Nope. Oh, it’s mighty good and probably worth a decent drive from anywhere in the northeastern suburbs, but it’s just not quite as mindblowing an experience as I remember it. Perhaps other thrills have dulled its edge, but among traditional tuxedo-n-curry restaurants in the area, it’s still a very satisfying lunch.
For starters, the lunch buffet at Duluth seems a little smaller than it was at Roswell, and, on this Saturday, it had fewer meats. The ones they offered – a mildly-spiced chicken curry and a medium-spiced goat curry – were pretty good, but they were outshined by the remarkable vegetable dishes. I was most impressed by Mutter methi malai (made from green peas and fenugreek leaves), and the Dal tadka, a yellow lentil stew with garlic and mustard seeds. These were both completely delicious.
I was reminded during our meal of how everybody’s spice receptors are very different at different times with different dishes, and that anybody’s reports of what’s mild, or medium, or very hot, might not be all that useful. For example, earlier this year, Marie and I went with Vincent and Helen to Himalayan Spice on Briarcliff in Atlanta, and I found her vindaloo too darn hot to eat, but just right for Helen. Here, the goat curry that I found to be medium-spiced was volcanic to her. Marie, gamely tackling Indian food yet again despite still finding no great pleasure in it, found the whole darn buffet too spicy and retired to feed salad to the toddler before taking him outside to run on the patio.
Everybody left a little more pleased than us, and me only selfishly because a simply fine meal wasn’t up to the impossible expectations I laid upon it. We got quick directions to the nearby Boba Mocha, about which I had heard great things, and which promised an excellent milk tea for dessert. Since our daughter had been really good company for the meal – and since she enjoys surprising her friends, who are all adrift in the ‘burbs without parents who will drive ’em across town for odd drink treats, with Facebook photos of her bubble teas – we were pleased to reward her with a big dessert here.
You know, as much as I enjoy the drinks at Sweet Hut and Lee’s inside the perimeter, everything about Boba Mocha, from the terrific drinks to the downright awesome staff, pleased me hugely. This a terrific place for a snack and we were very happy. I had a lavender milk tea (without boba – those I can’t abide), and the girlchild had coconut. The toddler got revenge from the previous evening, when he only got little sips of everybody else’s milkshakes from Sonic. Marie ordered a Young Grasshopper smoothie, made from peach, kiwi, and green tea, and the kid sucked down better than three-quarters of it.
You can see all the restaurants that we have visited for our blog on this map, with links back to the original blog posts.
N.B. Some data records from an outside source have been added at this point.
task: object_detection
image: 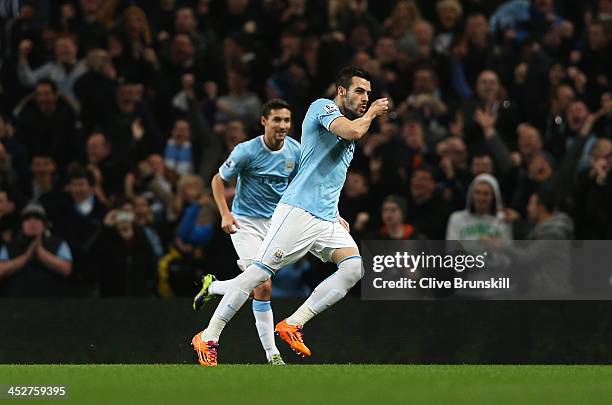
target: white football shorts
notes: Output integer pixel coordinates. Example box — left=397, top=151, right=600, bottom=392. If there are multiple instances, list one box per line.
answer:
left=256, top=204, right=357, bottom=272
left=230, top=215, right=272, bottom=271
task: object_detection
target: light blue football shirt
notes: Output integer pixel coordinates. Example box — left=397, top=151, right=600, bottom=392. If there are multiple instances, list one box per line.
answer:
left=219, top=135, right=300, bottom=218
left=280, top=98, right=355, bottom=222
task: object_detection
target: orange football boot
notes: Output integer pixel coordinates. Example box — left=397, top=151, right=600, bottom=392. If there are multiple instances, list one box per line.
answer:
left=191, top=333, right=219, bottom=366
left=274, top=319, right=310, bottom=357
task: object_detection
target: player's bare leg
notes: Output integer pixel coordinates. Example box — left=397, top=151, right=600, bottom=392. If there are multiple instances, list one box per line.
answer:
left=253, top=279, right=285, bottom=365
left=276, top=247, right=362, bottom=356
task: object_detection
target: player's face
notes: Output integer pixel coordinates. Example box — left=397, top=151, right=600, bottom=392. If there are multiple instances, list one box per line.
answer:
left=261, top=108, right=291, bottom=141
left=338, top=76, right=372, bottom=119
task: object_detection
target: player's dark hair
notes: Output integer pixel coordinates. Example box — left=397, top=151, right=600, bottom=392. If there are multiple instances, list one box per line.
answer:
left=336, top=66, right=371, bottom=90
left=261, top=98, right=291, bottom=117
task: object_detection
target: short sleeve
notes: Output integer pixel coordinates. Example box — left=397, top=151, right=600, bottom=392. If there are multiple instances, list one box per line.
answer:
left=313, top=100, right=342, bottom=131
left=219, top=144, right=249, bottom=181
left=56, top=242, right=72, bottom=262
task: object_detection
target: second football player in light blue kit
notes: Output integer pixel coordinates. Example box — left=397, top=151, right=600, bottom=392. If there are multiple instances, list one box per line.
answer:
left=192, top=67, right=389, bottom=366
left=194, top=99, right=300, bottom=365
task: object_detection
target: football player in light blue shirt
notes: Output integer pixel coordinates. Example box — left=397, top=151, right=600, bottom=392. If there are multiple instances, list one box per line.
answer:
left=192, top=67, right=389, bottom=366
left=194, top=99, right=300, bottom=364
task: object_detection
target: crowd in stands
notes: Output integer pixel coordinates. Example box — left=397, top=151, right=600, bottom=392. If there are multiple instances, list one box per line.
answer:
left=0, top=0, right=612, bottom=297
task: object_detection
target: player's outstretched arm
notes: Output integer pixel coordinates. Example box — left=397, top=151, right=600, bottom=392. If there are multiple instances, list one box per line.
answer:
left=329, top=98, right=389, bottom=141
left=210, top=173, right=240, bottom=234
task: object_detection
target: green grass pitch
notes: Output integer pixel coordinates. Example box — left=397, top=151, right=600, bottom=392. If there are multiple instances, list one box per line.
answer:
left=0, top=364, right=612, bottom=405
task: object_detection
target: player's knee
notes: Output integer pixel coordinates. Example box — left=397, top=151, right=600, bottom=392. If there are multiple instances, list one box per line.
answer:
left=253, top=279, right=272, bottom=301
left=338, top=257, right=361, bottom=288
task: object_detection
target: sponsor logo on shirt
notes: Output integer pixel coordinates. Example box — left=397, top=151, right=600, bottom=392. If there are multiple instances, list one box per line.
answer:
left=272, top=249, right=285, bottom=263
left=285, top=159, right=295, bottom=172
left=323, top=103, right=338, bottom=114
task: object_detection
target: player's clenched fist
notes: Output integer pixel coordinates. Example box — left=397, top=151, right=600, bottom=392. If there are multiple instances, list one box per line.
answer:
left=370, top=97, right=389, bottom=116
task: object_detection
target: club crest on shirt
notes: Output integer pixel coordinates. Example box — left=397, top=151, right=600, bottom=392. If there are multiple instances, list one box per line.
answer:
left=285, top=159, right=295, bottom=173
left=323, top=103, right=338, bottom=114
left=272, top=249, right=285, bottom=263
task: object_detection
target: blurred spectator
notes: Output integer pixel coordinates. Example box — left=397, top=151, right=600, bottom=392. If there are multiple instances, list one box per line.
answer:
left=436, top=137, right=472, bottom=209
left=17, top=35, right=87, bottom=103
left=405, top=166, right=450, bottom=240
left=446, top=174, right=512, bottom=242
left=0, top=113, right=29, bottom=188
left=15, top=79, right=82, bottom=172
left=503, top=188, right=574, bottom=297
left=22, top=155, right=62, bottom=208
left=573, top=138, right=612, bottom=239
left=91, top=201, right=156, bottom=297
left=177, top=192, right=216, bottom=248
left=338, top=170, right=378, bottom=235
left=434, top=0, right=463, bottom=55
left=369, top=194, right=424, bottom=240
left=164, top=119, right=195, bottom=175
left=157, top=237, right=205, bottom=298
left=104, top=83, right=162, bottom=162
left=374, top=114, right=435, bottom=194
left=168, top=174, right=204, bottom=221
left=462, top=70, right=516, bottom=149
left=0, top=204, right=72, bottom=297
left=383, top=0, right=421, bottom=58
left=131, top=196, right=164, bottom=259
left=0, top=190, right=19, bottom=244
left=215, top=68, right=261, bottom=128
left=74, top=49, right=117, bottom=131
left=85, top=132, right=127, bottom=205
left=52, top=165, right=106, bottom=292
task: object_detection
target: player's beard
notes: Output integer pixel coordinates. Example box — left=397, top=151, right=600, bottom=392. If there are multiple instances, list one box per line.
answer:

It’s terrific for anybody planning a road trip through the southeast!
4 thoughts on “Moksha Kitchen, Duluth GA”
Great write up as usual. I have found when something is firmly ensconced in my mind as “the best,” a return visit is usually a let down.
I dunno… Old Clinton Bar-B-Q hasn’t let me down yet!
Next time let’s try Swapna when we get a chance. Vincent and I went there on the recommendation of a gentleman who’s daughter was taking him there for Fathers’ Day and we thought it was great. It reminded me of the dinners with friends that we have had through the years. So good……..
I wouldn’t mind going back to Swapna again at all, particularly if they have that butter chicken on the buffet. We’ll do that one Saturday afternoon when Marie’s working, though!